27 October 2009
THERE ARE MAYFLOWER DESCENDANTS LIVING IN COLCHESTER COUNTY TODAY…. this may seem irrelevant to some folks and of no interest to others. To be honest I did not go out of my way to learn about the Mayflower Pilgrims in my ancestry for many years. I was more focused on those ancestors who had lived on the lands I knew. Then a friend of mine put together a little booklet that he gifted to me titled “Your Ancestor, The Saint”, that poked my inquisitive nature and I began to look for information on this ancestor. I discovered a fascinating part of my history that birthed a pride in me for these determined, brave people, who gave everything for their Faith. This is what my friend wrote….
YOUR ANCESTOR, THE SAINT…
Meet Thomas Rogers, Pilgrim Father, Mayflower passenger, and your great-great-great-great-great-great-great-great-great (that’s 9-great’s)-grandfather.
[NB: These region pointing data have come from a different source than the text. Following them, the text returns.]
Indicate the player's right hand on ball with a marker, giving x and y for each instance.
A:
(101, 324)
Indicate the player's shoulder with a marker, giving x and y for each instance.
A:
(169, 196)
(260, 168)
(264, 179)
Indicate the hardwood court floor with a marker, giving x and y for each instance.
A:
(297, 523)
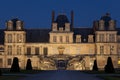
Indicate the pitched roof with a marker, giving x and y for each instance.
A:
(1, 36)
(37, 35)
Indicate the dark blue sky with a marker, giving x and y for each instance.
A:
(37, 13)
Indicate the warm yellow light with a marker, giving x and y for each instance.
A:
(119, 62)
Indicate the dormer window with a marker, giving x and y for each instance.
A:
(61, 29)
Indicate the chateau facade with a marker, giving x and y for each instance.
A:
(61, 47)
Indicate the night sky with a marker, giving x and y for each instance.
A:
(37, 13)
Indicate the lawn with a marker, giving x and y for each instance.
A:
(109, 77)
(11, 77)
(22, 72)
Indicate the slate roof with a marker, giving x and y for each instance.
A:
(1, 36)
(37, 35)
(42, 35)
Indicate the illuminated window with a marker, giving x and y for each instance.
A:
(54, 39)
(101, 49)
(61, 39)
(9, 38)
(101, 37)
(1, 62)
(67, 38)
(9, 50)
(111, 49)
(18, 50)
(9, 61)
(111, 37)
(37, 51)
(19, 38)
(28, 50)
(45, 51)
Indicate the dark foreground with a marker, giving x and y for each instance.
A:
(61, 75)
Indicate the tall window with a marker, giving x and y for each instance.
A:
(9, 50)
(54, 38)
(18, 50)
(111, 37)
(101, 37)
(37, 51)
(9, 38)
(61, 39)
(9, 61)
(45, 51)
(19, 38)
(67, 38)
(101, 49)
(1, 62)
(28, 51)
(111, 49)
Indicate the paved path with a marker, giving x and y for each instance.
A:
(61, 75)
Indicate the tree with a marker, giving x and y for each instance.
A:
(95, 67)
(28, 65)
(15, 65)
(109, 66)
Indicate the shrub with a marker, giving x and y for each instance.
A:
(15, 65)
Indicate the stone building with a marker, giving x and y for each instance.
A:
(63, 46)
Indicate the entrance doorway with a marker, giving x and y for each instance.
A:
(61, 64)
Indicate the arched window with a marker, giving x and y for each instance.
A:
(45, 51)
In the United States, it is an honour to be able to claim a Pilgrim Father in one’s ancestry. You carry that distinction through your descent from Thomas Rogers.
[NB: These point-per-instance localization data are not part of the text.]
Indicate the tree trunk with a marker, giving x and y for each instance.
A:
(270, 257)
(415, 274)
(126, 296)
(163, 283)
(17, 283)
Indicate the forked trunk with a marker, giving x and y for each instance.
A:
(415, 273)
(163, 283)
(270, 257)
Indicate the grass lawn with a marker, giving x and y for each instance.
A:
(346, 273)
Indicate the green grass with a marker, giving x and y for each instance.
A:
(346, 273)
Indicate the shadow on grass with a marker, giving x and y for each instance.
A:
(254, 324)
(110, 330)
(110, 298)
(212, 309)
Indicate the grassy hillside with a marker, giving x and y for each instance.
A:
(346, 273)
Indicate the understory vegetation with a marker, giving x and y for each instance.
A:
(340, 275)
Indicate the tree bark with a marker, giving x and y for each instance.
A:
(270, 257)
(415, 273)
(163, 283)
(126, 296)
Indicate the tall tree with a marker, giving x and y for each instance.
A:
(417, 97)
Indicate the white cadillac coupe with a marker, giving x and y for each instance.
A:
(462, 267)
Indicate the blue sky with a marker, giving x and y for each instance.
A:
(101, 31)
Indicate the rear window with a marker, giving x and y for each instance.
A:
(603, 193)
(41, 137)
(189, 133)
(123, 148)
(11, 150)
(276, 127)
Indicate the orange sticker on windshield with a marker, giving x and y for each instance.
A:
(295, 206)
The Pilgrim Fathers (and Mothers) are known quite rightly as the founders of New England. Thomas Rogers was one of the 102 people who embarked on the now-fabled Mayflower in 1620 to start a new life in the New World. Thomas had been a camlet merchant (camlet is a satiny fabric of silk and wool) from Watford in the shire of Northampton, England, but for several years prior to the Mayflower expedition he had been living with his family in Leyden, Holland. The Rogers belonged to a group of English religious dissenters called Separatists who held strong Protestant views and who preferred exile in Holland to life under the absolute authority of the imperfect Church of England. But even Holland proved unsatisfactory, so Thomas and others opted for a future in North America by hiring a ship and sailing into the unknown.
In the Rogers household, it was decided that Thomas would make the voyage accompanied by his eldest surviving son, Joseph, aged 17. Thomas wife (Alice Cosford, married 1597), a younger son and two daughters would wait in Leyden until Thomas sent for them. In April, 1620, the Rogers sold their house to raise money. In July, 1620, Thomas and Joseph Rogers, with 35 other Separatists, sailed on the ship Speedwell from Holland to Southampton, England, where they joined more Separatists, and others, on board the waiting Mayflower. The company has been divided by history into two groups: “Saints” (the Separatists) and “Strangers” (the non-Separatists). Thomas Rogers was a “Saint.”
The great voyage began on 16 September 1620. It lasted sixty-five days during which the 102 souls on board were forced to endure the continual cold and damp of the North Atlantic in the autumn, leading to testiness, tempers and depression, compounded by cramped conditions and poor diet. In October, fierce storms and mountainous seas nearly swamped the ship, but somehow the Mayflower kept afloat and delivered the Pilgrims in November to the uncolonized shores of Massachusetts where “they had now no friends to welcome them, nor inns to entertaine or refresh their weather-beaten bodys.” This quote is taken from the written account of Governor William Bradford, of Plymouth Colony, who kept a record of the voyage. From the Governor’s list of fellow-passengers, his entry for Thomas and Joseph Rogers is reproduced below.
Transcription: Thomas Rogers, and Joseph his sone; his other children came afterwards.
[There is no mention of what became of Thomas’s wife, Alice]
The Pilgrims faced a host of difficulties once they reached their new home in Plymouth, but no problem was more serious than the “great sickness” which swept over them. It decimated their ranks. The sickness was a deadly combination of scurvy, pneumonia and tuberculosis brought on by weeks of exhaustion, inadequate and unclean living conditions, and malnutrition. It killed half of the Pilgrims, most in January and February, 1621. Sometimes, two or three people a day died. Thomas Rogers was among the victims. Fortunately, his son, Joseph, survived, married and had issue, from whom you are descended. In 1650, Governor Bradford updated the fate of the Rogers family:
Transcription: Thomas Rogers dyed in the first sickness but his sone Joseph is still living, and is married, and hath .6. children. The rest of Thomas Rogers came over, & are married, & have many children.